Davidowitz, a doctoral candidate in economics at Harvard argues regions of the country with the highest number of racist Google searches are consistent with areas where Obama struggled for votes in 2008.
“I performed the somewhat unpleasant task of ranking states and media markets in the United States based on the proportion of their Google searches that included the word “nigger(s),” Davidowitz reported.
“This word was included in roughly the same number of Google searches as terms like “Lakers,” “Daily Show,” “migraine” and “economist,” he discovered. Ultimately, Davidowitz’s results didn’t necessarily surprise me, but are still eye-opening.
According to the writer, West Virginia – where Obama has fared poorly – has the highest racially charged search rate in the country. Recently, in the state’s Democratic Primary 42.28 percent of Democrats cast their vote for Keith Russell Judd, a white inmate at the Beaumont Federal Correctional Institution in Beaumont, Texas. Judd is doing time for extortion and threats made at the University of New Mexico in 1999. President Obama captured 57.72 percent of the vote.
Remember in 2008 former Sen. Hillary Clinton demolished Obama 66.93 percent to 25.77 percent in the West Virginia Democratic Primary.
Other areas with the highest racially charged search rates include western Pennsylvania, eastern Ohio, upstate New York and southern Mississippi. None of these areas would be mistaken for “Obama Country.”
The late legendary Rep. Jack Murtha openly decried western Pennsylvania – the region he represented – as, “a racist area.” Eastern Ohio borders both western Pennsylvania and West Virginia and seemingly shares many of those regions racial mores. In many ways notoriously conservative upstate New York is worlds apart from New York City. And southern Mississippi is historically infamous for racist violence and intolerance.
Davidowitz’s findings seem brutally logical.
“The results were striking: The higher the racially charged search rate in an area, the worse Mr. Obama did,” he wrote.
He offers two media markets, Denver Colo., and Wheeling, WV, as empirical evidence to support his conclusions. He reports John Kerry in 2004 garnered about 50 percent of the votes in both markets. He argues based on the large gains for Democrats in 2008, Obama should have received about 57 percent of the vote in both areas. However, Denver had the fourth lowest racially charged search rate in the country. Indeed, Obama did receive 57 percent of the vote in Denver, but less than 48 percent in Wheeling, which had the seventh highest rate of racially charged searches.
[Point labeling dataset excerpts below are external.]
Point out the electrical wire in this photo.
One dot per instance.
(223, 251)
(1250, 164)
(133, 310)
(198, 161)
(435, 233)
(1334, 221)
“Add up the totals throughout the country, and racial animus cost Mr. Obama three to five percentage points of the popular vote,” Davidowitz reported. “In other words, racial prejudice gave John McCain the equivalent of a home-state advantage nationally,” he wrote.
The consensus of the vast majority of political observers is the 2012 election in November will be infinitely closer than 2008. The specter of racism – if anything augmented since Obama’s historic election – could play a major role in determining the outcome in November.